Turning people into shambling, aggressive hoards, the mysterious contagion needs fixing fast, and Gerry's former superiors quickly quarantine his family aboard a safe aircraft carrier and order him to help suss out the origin of the fast-spreading disease.
Working on a largely improvised plan by his UN superiors, Gerry helicopters across the world with a scientist and a small army in tow, collecting clues while the world falls apart.
But what he discovers in Jerusalem - which Malta served as a backdrop for - may just turn the tide of the incoming apocalypse... if Gerry can execute his 'cunning plan' in time, that is.
The 'Brad Pitt saves the world' shtick is already bad enough, and a pretty obscene betrayal of the book's far more mature narrative thrust. What's worse is that Forster never quite manages to bring to life the film's ambitious brief: to treat the zombie apocalypse as an international medical pandemic - no more, no less.
Whether you pin it down to a genuine failure of the imagination or World War Z's well-publicised production cock-ups doesn't really matter at this point.

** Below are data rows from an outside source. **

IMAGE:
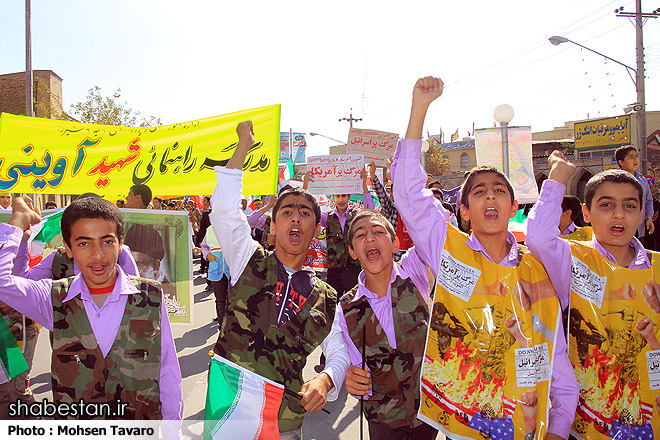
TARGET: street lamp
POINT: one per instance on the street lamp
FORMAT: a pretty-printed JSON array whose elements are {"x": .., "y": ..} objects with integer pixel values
[
  {"x": 638, "y": 80},
  {"x": 504, "y": 114},
  {"x": 327, "y": 137}
]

The end result is muddled and deeply unsatisfying. The rambling story makes you feel as though they're making it up as they're going along (a key twist that adds much-needed urgency appears far too late in the game), and there are far too many unforgivable - and giggle-inducing - missteps along the way (you'll notice them when you see them).
What makes the affair all the more tragic is that the premise, and even some individual sequences, show immense promise. Were it not for the fact that it was preceded by a plodding and dramatically unsatisfying bulk of film, the climactic set-piece - a video-gamey bit of zombie cat-and-mouse - is great fun to watch, and the initial reveal of the pandemic - appearing out of nowhere while Gerry and his family are stuck in a traffic jam - packs genuine dread.
But best laid plans, and all that.
It's just frustrating that most of us could probably easily piece together a better film in our heads without trying all that hard.
After all, a key sequence is shot around Valletta and Marsa. Maybe a low budget, locally-produced YouTube offering is imminent?